Gainers were led by air transportation, iron and steel, and mining shares.
The U.S. dollar briefly climbed to the lower 129 yen range in Tokyo as a rebound in U.S. long-term interest rates prompted dollar buying.
At 5 p.m., the dollar fetched 128.87-90 yen compared with 128.36-46 yen in New York and 128.17-19 yen in Tokyo at 5 p.m. Thursday.
The euro was quoted at $1.0840-0841 and 139.71-75 yen against $1.0824-0834 and 139.05-15 yen in New York and $1.0807-0809 and 138.52-56 yen in Tokyo late Thursday afternoon.
The yield on the benchmark 10-year Japanese government bond fell 0.005 percentage point from Thursday's close to 0.400 percent.

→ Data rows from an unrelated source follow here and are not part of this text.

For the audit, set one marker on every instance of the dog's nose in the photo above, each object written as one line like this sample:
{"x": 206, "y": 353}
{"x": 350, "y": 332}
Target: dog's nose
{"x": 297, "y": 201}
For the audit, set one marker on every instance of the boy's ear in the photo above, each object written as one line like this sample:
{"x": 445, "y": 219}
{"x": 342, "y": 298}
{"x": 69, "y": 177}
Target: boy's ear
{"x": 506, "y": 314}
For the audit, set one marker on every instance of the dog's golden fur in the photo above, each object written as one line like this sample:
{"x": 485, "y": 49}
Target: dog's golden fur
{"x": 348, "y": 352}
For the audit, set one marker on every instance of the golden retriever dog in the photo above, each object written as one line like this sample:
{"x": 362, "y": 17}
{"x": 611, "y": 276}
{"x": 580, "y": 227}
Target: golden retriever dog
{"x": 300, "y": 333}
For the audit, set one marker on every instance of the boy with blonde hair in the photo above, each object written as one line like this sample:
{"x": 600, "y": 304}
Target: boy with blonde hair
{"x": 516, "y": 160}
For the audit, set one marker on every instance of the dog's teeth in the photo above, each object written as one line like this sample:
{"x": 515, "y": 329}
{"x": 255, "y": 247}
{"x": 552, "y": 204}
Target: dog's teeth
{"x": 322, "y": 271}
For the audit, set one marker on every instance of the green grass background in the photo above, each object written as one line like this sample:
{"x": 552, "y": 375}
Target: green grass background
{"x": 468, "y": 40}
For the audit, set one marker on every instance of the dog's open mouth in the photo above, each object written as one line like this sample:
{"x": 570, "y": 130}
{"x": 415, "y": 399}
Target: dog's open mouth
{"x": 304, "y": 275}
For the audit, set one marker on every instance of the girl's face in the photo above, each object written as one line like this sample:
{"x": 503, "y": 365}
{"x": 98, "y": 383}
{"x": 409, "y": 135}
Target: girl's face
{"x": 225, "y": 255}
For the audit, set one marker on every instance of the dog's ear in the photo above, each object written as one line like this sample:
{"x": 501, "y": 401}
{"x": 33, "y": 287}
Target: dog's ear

Tokyo stocks opened lower, tracking overnight losses on Wall Street, as fewer-than-expected U.S. weekly jobless claims added to fears that the Federal Reserve may maintain its aggressive monetary tightening for an extended period. But the key indexes soon moved into positive territory, helped by the yen's weakness.
"Investors saw that the fall in U.S. long-term interest rates had paused and bought back the dollar after it plunged to the 127 yen level" earlier this week, said Norihiro Fujito, chief investment strategist at Mitsubishi UFJ Morgan Stanley Securities Co. "Higher exporter shares due to the yen's weakness propped up stock prices."
Stocks extended gains in the afternoon on hopes for a normalization of the domestic economy and an increase in foreign visitors to Japan after Prime Minister Fumio Kishida pledged to downgrade the legal status of COVID-19 to the same level as seasonal influenza.
Inbound tourism-related shares, such as department stores and airlines, were particularly higher as investors also counted on an increase in Chinese travelers to Japan ahead of China's Lunar New Year holidays starting Saturday.
Among tourism-related issues, J. Front Retailing, which operates the Daimaru and Matsuzakaya department stores, rose 38 yen, or 3.3 percent, to 1,191 yen, while Japan Airlines advanced 111 yen, or 4.2 percent, to 2,723 yen.
Exporters that rose on a weaker yen included Mitsubishi Motors, which gained 16 yen, or 3.4 percent, to 484 yen, while Sharp climbed 26 yen, or 2.6 percent, to 1,029 yen.